Normalmente, as várias construções são ligadas a um marcador para a selecção em células de plantas. Convenientemente, o marcador pode ser a resistência a um biócido, particularmente um antibiótico, como por exemplo, a canamicina, o G418, a bleomicina, a higromicina, o cloranfenicol ou outro semelhante. O marcador particular utilizado será apenas um que permitirá a selecção de células transformadas em relação às células que não têm o ADN que foi introduzido. Os componentes das construções de ADN, incluindo as cassetes de transcrição deste invento, podem ser preparadas a partir de sequências nativas
84 865 ΕΡ Ο 686 197/ΡΤ 19 (endógenas) ou estranhas (exógenas) ao hospedeiro. Por estranha, entenda-se que a sequência não se encontra no hospedeiro do tipo selvagem no qual se introduziu a construção. Construções heterólogas contêm pelo menos uma região que não é nativa ao gene a partir do qual é derivada a região de iniciação da transcrição.
Na preparação das construções, os vários fragmentos de ADN podem ser manipulados de modo a originarem sequências de ADN na orientação correcta e, no enquadramento de leitura correcto para expressão, conforme conveniente; podem ser usados adaptadores ou ligantes para juntar fragmentos de ADN, ou poder-se-ão usar outras manipulações para proporcionar locais de restrição convenientes, para a remoção de ADN supérfluo, para a remoção de locais de restrição ou outros. Podem ser utilizados mutagénese in vitro, reparação por iniciadores, restrição, hibridação, nova clivagem, ligação ou outros, onde podem estar envolvidas inserções, deleções ou substituições, como por exemplo transições e transversões. Convenientemente, um vector ou cassete pode incluir um local de clonagem múltipla a jusante da região de iniciação da transcrição relacionada com o ovário, de tal modo que a construção possa ser utilizada de um modo eficiente para uma variedade de sequências.

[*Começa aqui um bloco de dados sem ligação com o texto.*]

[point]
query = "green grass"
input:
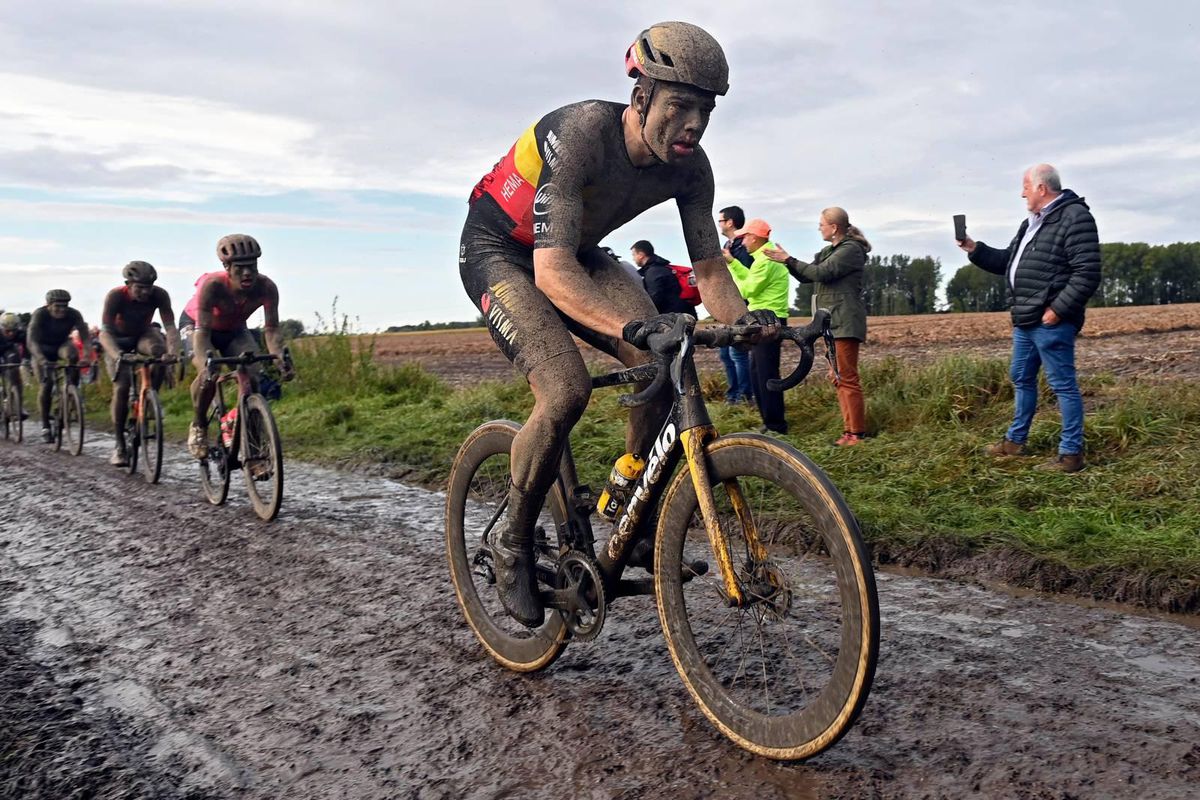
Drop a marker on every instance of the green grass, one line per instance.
(921, 487)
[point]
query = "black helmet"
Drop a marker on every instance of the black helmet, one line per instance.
(238, 247)
(139, 272)
(679, 53)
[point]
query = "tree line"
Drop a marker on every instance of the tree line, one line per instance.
(1131, 275)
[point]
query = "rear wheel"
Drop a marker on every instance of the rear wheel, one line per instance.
(215, 467)
(477, 500)
(786, 674)
(73, 420)
(150, 438)
(263, 463)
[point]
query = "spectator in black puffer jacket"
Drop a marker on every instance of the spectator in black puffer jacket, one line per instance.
(659, 280)
(1053, 268)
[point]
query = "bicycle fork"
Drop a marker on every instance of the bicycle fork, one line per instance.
(694, 441)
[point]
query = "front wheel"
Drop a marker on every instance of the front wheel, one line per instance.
(150, 437)
(215, 467)
(73, 420)
(477, 503)
(263, 462)
(786, 674)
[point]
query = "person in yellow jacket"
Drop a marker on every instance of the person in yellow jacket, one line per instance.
(765, 286)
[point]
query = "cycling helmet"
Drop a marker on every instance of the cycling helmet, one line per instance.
(139, 272)
(679, 53)
(238, 247)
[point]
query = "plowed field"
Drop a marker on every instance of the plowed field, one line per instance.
(1149, 342)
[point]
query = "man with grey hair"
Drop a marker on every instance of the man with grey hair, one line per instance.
(1053, 268)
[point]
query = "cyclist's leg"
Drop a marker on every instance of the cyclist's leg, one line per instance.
(527, 328)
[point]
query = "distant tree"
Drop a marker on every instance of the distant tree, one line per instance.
(291, 329)
(975, 289)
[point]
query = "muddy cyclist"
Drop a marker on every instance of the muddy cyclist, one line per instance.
(126, 328)
(531, 257)
(49, 341)
(221, 307)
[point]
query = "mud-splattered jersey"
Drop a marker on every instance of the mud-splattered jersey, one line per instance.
(125, 317)
(568, 182)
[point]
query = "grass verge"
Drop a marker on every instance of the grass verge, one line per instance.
(1126, 529)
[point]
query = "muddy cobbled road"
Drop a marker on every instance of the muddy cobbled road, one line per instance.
(155, 647)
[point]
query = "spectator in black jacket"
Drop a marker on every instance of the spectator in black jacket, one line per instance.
(1053, 268)
(660, 281)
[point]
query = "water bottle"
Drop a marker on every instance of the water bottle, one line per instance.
(621, 482)
(228, 422)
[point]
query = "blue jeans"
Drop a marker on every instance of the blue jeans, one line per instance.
(737, 373)
(1053, 347)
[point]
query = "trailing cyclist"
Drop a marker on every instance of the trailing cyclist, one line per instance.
(12, 344)
(222, 305)
(126, 328)
(48, 341)
(531, 258)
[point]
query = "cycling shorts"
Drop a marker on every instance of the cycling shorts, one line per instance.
(497, 274)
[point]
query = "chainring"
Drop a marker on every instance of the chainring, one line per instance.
(579, 577)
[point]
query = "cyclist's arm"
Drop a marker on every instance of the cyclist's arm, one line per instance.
(202, 337)
(271, 318)
(168, 323)
(713, 278)
(107, 319)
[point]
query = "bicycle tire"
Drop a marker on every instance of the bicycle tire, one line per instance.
(263, 446)
(150, 437)
(75, 421)
(215, 467)
(478, 485)
(13, 426)
(132, 441)
(793, 594)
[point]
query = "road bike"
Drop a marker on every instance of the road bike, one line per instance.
(143, 427)
(11, 402)
(246, 437)
(66, 407)
(778, 643)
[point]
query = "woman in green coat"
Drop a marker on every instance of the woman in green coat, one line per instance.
(838, 275)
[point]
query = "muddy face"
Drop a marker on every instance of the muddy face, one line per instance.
(141, 292)
(243, 275)
(676, 120)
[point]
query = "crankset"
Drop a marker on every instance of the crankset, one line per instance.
(580, 596)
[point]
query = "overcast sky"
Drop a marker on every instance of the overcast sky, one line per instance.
(346, 137)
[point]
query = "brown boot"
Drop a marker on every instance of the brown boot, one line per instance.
(1006, 447)
(1063, 463)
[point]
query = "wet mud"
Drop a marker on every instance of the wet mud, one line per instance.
(153, 645)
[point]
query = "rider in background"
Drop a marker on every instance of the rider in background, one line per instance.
(12, 344)
(531, 258)
(125, 328)
(223, 304)
(48, 341)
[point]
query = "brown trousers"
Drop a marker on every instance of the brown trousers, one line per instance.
(850, 389)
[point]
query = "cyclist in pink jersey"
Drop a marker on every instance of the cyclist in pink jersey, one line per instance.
(223, 304)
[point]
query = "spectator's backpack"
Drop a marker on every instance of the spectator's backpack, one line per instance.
(688, 289)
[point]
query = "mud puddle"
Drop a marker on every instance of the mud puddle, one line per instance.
(155, 645)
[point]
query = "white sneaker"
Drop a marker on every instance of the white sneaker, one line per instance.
(198, 441)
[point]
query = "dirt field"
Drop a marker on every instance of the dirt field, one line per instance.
(1149, 342)
(153, 645)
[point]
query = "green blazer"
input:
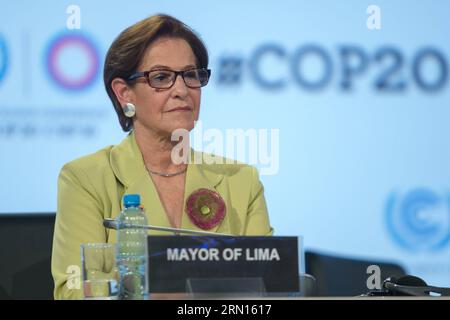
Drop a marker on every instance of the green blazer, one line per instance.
(91, 189)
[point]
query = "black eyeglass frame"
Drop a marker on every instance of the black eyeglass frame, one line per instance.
(145, 74)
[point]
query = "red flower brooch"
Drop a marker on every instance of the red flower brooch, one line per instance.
(205, 208)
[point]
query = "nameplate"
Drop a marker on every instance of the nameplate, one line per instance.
(175, 259)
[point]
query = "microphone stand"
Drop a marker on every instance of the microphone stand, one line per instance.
(113, 224)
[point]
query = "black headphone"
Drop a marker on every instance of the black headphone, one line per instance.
(411, 286)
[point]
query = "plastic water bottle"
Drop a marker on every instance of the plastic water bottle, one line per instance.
(132, 257)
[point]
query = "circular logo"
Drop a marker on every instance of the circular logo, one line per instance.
(419, 220)
(72, 61)
(3, 58)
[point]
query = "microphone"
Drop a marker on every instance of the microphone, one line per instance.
(113, 224)
(412, 286)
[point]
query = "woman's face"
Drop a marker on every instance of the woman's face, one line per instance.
(164, 110)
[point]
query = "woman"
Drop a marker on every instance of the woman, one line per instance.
(153, 74)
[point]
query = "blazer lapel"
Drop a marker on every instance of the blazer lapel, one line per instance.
(128, 166)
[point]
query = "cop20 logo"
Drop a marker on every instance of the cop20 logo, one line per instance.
(419, 220)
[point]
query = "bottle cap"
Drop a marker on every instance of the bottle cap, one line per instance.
(131, 200)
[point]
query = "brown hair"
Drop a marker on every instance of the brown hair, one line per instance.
(127, 50)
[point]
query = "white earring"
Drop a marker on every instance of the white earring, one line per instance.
(129, 110)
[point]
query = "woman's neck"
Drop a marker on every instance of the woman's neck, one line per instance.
(156, 151)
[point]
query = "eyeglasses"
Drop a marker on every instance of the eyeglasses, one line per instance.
(165, 79)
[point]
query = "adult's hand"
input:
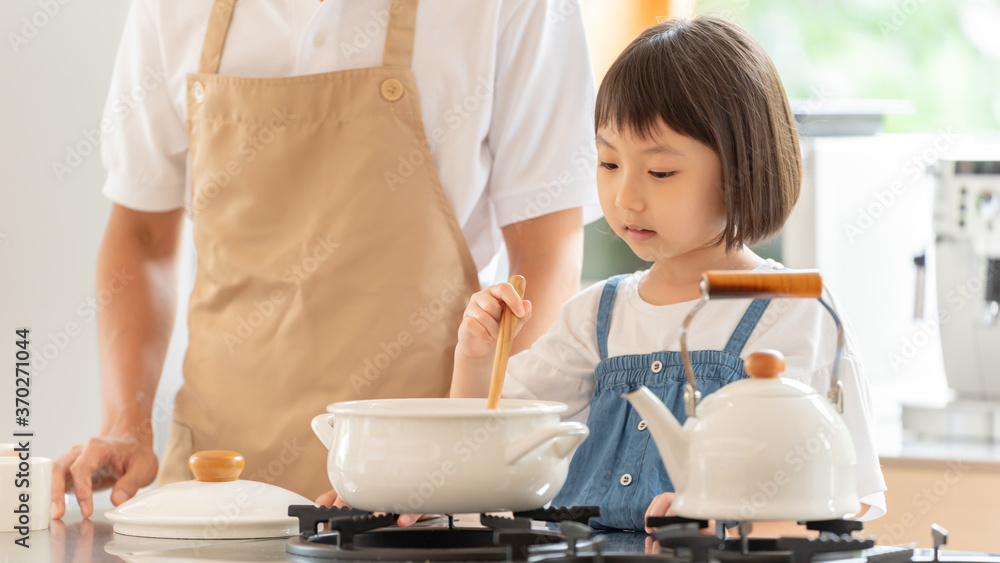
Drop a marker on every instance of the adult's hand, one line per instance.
(136, 269)
(124, 463)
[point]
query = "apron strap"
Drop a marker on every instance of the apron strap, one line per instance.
(604, 312)
(215, 37)
(743, 330)
(399, 33)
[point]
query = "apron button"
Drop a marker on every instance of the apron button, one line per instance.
(198, 91)
(392, 89)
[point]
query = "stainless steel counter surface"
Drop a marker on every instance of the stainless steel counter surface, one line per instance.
(76, 540)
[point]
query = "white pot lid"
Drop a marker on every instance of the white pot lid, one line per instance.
(216, 505)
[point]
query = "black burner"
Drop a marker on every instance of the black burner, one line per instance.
(683, 540)
(354, 535)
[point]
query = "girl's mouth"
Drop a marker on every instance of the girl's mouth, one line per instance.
(638, 233)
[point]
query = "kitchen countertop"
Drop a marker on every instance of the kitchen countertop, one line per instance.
(92, 541)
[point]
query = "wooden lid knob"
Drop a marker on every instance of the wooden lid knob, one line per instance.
(216, 465)
(765, 364)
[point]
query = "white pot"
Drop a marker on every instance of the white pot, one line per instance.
(447, 455)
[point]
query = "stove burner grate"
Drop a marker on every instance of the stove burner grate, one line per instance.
(355, 535)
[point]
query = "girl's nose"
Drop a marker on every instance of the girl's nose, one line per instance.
(629, 196)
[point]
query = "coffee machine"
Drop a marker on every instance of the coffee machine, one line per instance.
(966, 266)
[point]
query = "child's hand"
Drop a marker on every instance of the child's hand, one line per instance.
(481, 323)
(331, 498)
(660, 507)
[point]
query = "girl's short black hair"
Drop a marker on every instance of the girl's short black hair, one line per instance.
(708, 79)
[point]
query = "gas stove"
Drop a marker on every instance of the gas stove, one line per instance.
(352, 535)
(563, 535)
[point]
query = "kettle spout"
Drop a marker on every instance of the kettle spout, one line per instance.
(668, 434)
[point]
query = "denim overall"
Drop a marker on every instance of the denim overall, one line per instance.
(618, 467)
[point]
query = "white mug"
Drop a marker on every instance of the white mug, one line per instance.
(26, 494)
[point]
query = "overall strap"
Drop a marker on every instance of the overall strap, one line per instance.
(743, 330)
(399, 33)
(215, 36)
(604, 312)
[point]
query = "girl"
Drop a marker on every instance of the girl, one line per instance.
(698, 158)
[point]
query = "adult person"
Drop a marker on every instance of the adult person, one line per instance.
(352, 166)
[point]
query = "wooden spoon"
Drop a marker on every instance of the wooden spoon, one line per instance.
(508, 322)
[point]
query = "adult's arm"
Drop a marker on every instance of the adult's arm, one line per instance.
(137, 265)
(548, 252)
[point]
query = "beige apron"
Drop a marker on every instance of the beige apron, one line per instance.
(331, 266)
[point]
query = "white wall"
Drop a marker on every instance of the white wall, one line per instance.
(53, 85)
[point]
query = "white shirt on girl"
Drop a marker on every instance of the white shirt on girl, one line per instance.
(560, 365)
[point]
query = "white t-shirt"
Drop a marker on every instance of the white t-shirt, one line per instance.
(560, 365)
(505, 85)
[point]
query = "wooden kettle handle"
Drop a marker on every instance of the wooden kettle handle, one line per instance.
(718, 284)
(508, 322)
(216, 465)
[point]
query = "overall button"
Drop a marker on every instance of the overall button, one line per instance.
(198, 91)
(392, 89)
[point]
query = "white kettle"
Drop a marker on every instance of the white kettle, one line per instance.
(763, 448)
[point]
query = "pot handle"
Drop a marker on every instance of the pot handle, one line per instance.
(322, 425)
(568, 436)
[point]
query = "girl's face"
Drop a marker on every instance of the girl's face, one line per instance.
(662, 195)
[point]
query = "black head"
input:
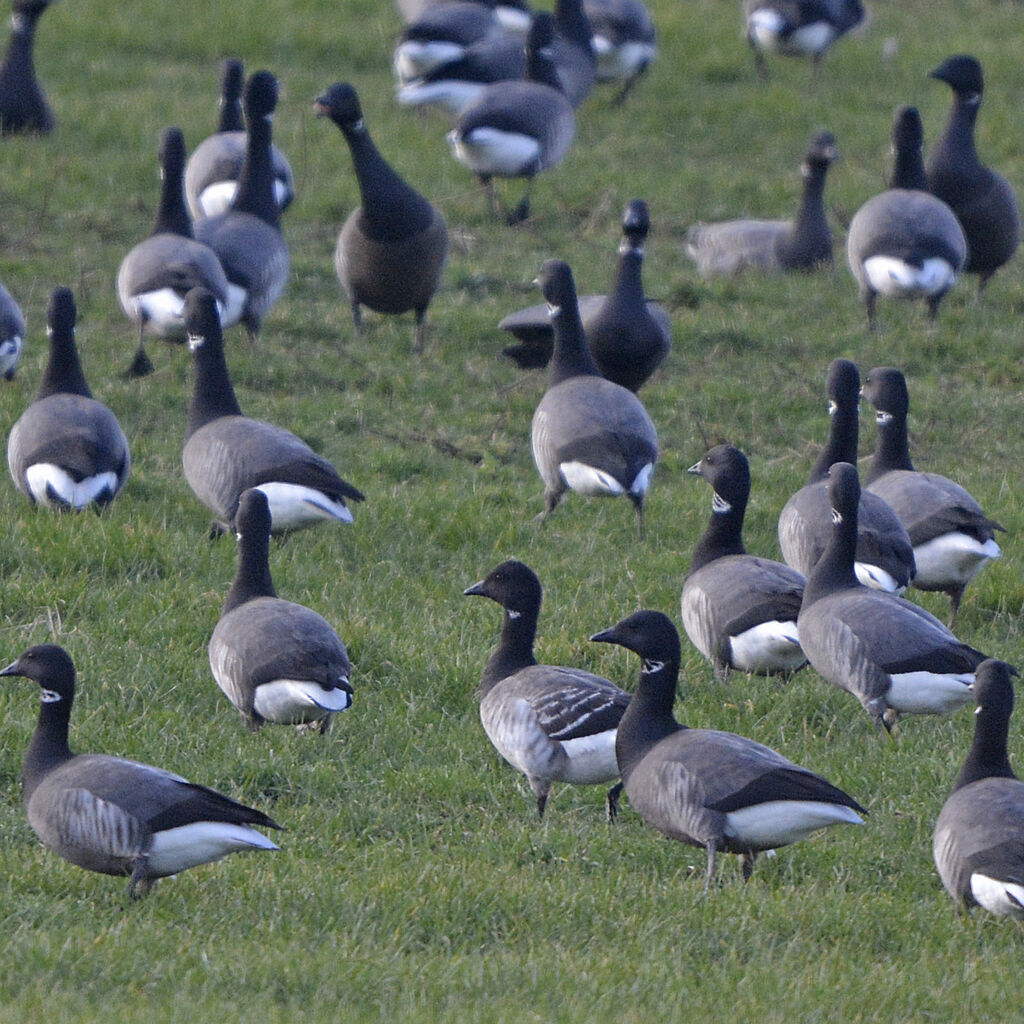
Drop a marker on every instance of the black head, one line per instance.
(962, 73)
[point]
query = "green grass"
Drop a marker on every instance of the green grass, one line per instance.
(415, 883)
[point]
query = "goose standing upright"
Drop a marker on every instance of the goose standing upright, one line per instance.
(23, 102)
(803, 244)
(275, 660)
(247, 237)
(978, 844)
(115, 816)
(891, 654)
(738, 610)
(952, 539)
(67, 450)
(226, 453)
(552, 723)
(984, 202)
(391, 250)
(588, 434)
(884, 555)
(711, 790)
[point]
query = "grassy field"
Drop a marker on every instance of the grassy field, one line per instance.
(415, 883)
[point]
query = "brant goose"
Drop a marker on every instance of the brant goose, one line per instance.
(213, 169)
(628, 335)
(704, 787)
(67, 450)
(738, 610)
(156, 275)
(984, 202)
(247, 237)
(115, 816)
(952, 539)
(979, 837)
(391, 250)
(885, 555)
(275, 660)
(517, 129)
(226, 453)
(891, 654)
(23, 103)
(552, 723)
(803, 244)
(588, 434)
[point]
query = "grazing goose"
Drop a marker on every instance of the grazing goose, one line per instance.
(798, 28)
(704, 787)
(628, 335)
(803, 244)
(904, 242)
(275, 660)
(517, 129)
(738, 610)
(247, 237)
(23, 103)
(226, 453)
(979, 836)
(588, 435)
(984, 202)
(115, 816)
(67, 450)
(891, 654)
(391, 250)
(952, 539)
(213, 169)
(156, 275)
(11, 335)
(554, 724)
(885, 555)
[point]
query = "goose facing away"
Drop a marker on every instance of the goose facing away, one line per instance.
(115, 816)
(226, 453)
(588, 434)
(715, 791)
(978, 843)
(67, 450)
(275, 660)
(738, 610)
(891, 654)
(984, 202)
(952, 538)
(392, 248)
(628, 334)
(553, 724)
(802, 244)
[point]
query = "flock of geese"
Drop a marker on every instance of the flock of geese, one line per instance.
(511, 81)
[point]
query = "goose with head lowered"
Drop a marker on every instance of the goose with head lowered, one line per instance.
(885, 555)
(391, 250)
(738, 610)
(952, 538)
(716, 791)
(984, 202)
(275, 660)
(247, 237)
(978, 843)
(730, 247)
(554, 724)
(67, 450)
(892, 655)
(213, 169)
(157, 273)
(226, 453)
(115, 816)
(628, 335)
(588, 434)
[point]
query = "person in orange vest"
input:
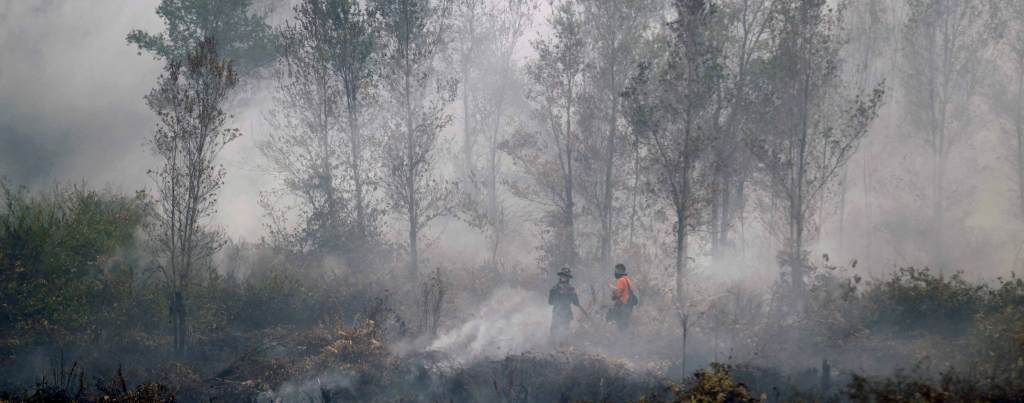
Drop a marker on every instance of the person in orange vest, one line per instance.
(624, 298)
(561, 298)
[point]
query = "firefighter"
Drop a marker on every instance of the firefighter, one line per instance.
(561, 298)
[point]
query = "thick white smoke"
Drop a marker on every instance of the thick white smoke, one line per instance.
(511, 321)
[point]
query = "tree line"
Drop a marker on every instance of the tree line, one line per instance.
(622, 124)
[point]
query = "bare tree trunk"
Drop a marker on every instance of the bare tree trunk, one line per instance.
(606, 215)
(569, 204)
(1019, 129)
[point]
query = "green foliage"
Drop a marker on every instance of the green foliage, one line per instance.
(61, 255)
(919, 300)
(714, 385)
(240, 31)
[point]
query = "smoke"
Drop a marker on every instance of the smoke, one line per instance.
(510, 321)
(311, 390)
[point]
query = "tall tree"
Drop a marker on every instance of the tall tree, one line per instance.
(811, 124)
(413, 36)
(306, 147)
(190, 134)
(1008, 100)
(670, 105)
(744, 36)
(943, 41)
(491, 107)
(239, 27)
(354, 62)
(613, 31)
(548, 154)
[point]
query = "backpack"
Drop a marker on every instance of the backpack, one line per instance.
(634, 299)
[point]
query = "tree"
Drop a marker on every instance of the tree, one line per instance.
(413, 36)
(304, 148)
(190, 134)
(670, 106)
(491, 107)
(240, 29)
(1008, 100)
(744, 35)
(943, 41)
(612, 31)
(317, 146)
(810, 123)
(355, 56)
(547, 154)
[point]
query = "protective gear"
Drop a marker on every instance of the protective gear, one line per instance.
(562, 297)
(623, 290)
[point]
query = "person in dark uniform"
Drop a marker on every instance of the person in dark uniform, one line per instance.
(561, 298)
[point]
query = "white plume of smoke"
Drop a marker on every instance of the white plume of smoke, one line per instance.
(308, 390)
(511, 321)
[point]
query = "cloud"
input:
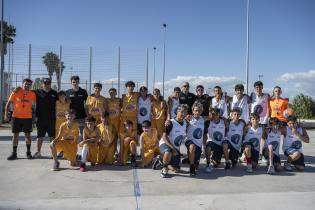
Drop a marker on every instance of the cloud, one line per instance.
(298, 82)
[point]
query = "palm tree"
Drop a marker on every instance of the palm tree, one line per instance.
(52, 62)
(9, 31)
(59, 74)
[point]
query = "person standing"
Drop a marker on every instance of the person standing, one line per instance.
(45, 113)
(78, 97)
(23, 101)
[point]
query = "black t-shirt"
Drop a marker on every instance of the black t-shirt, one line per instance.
(77, 99)
(46, 104)
(188, 99)
(168, 128)
(205, 101)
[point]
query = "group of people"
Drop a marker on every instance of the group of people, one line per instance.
(218, 126)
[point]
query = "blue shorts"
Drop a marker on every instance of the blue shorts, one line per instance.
(299, 161)
(217, 151)
(175, 160)
(255, 153)
(276, 158)
(197, 151)
(233, 153)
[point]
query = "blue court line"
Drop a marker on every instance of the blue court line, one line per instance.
(136, 187)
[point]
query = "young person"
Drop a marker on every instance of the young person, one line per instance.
(251, 144)
(173, 103)
(214, 134)
(66, 141)
(23, 101)
(292, 144)
(159, 112)
(241, 101)
(149, 144)
(232, 145)
(144, 107)
(194, 140)
(260, 103)
(129, 107)
(278, 105)
(220, 101)
(95, 103)
(173, 136)
(62, 106)
(89, 143)
(271, 141)
(107, 142)
(128, 144)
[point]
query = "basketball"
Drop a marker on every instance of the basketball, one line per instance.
(288, 112)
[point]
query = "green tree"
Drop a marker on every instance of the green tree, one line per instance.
(9, 31)
(51, 61)
(304, 106)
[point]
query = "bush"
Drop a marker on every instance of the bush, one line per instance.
(304, 106)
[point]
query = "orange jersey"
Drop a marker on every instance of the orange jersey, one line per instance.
(130, 105)
(22, 101)
(277, 107)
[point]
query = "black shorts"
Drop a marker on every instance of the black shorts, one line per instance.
(276, 159)
(254, 153)
(175, 160)
(44, 127)
(22, 125)
(217, 151)
(197, 151)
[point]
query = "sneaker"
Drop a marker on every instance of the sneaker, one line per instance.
(208, 169)
(271, 169)
(227, 165)
(29, 155)
(164, 172)
(13, 156)
(249, 168)
(37, 155)
(287, 166)
(185, 160)
(56, 166)
(192, 170)
(155, 163)
(82, 167)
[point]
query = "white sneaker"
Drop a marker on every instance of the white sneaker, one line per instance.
(164, 172)
(208, 169)
(249, 168)
(271, 169)
(37, 155)
(287, 166)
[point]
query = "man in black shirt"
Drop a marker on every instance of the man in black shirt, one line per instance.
(78, 97)
(185, 97)
(45, 113)
(203, 99)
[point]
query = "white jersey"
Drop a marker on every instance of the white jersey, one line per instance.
(177, 134)
(242, 105)
(144, 109)
(221, 104)
(253, 136)
(292, 141)
(195, 131)
(216, 132)
(235, 134)
(175, 104)
(274, 139)
(260, 105)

Ao realizar os vários passos, a clonagem é utilizada para amplificar a quantidade de ADN e permitir a análise do ADN para assegurar que as operações ocorreram de maneira correcta. Por manipulações adequadas, tais como restrição, retrodigestão ou preenchimento com saliências para originar extremidades lisas, ligação de ligantes ou semelhantes, podem ser proporcionadas as extremidades complementares dos fragmentos para união e ligação. Está disponível uma grande variedade de vectores de clonagem, incluindo o vector de clonagem um sistema funcional de replicação em E. coli e um marcador, que permita a selecção da célula transformada. Vectores ilustrativos incluem o pBR332, as séries de pUC, as séries de M13mp, o pACY184, etc. Assim, a sequência pode ser inserida num local ou locais de restrição apropriados no vector, sendo o plasmídeo resultante utilizado para transformar o hospedeiro E. coli, crescendo a E. coli num meio com nutrientes apropriados e sendo as células colhidas e lisadas e o plasmídeo recuperado. A análise pode envolver análise da sequência, análise de restrição, electroforese ou semelhantes. Após cada manipulação, a sequência de ADN a ser usada na construção final pode ser restrita e ligada à sequência seguinte. Cada uma das construções parciais pode ser clonada no mesmo plasmídeo ou em plasmídeos diferentes.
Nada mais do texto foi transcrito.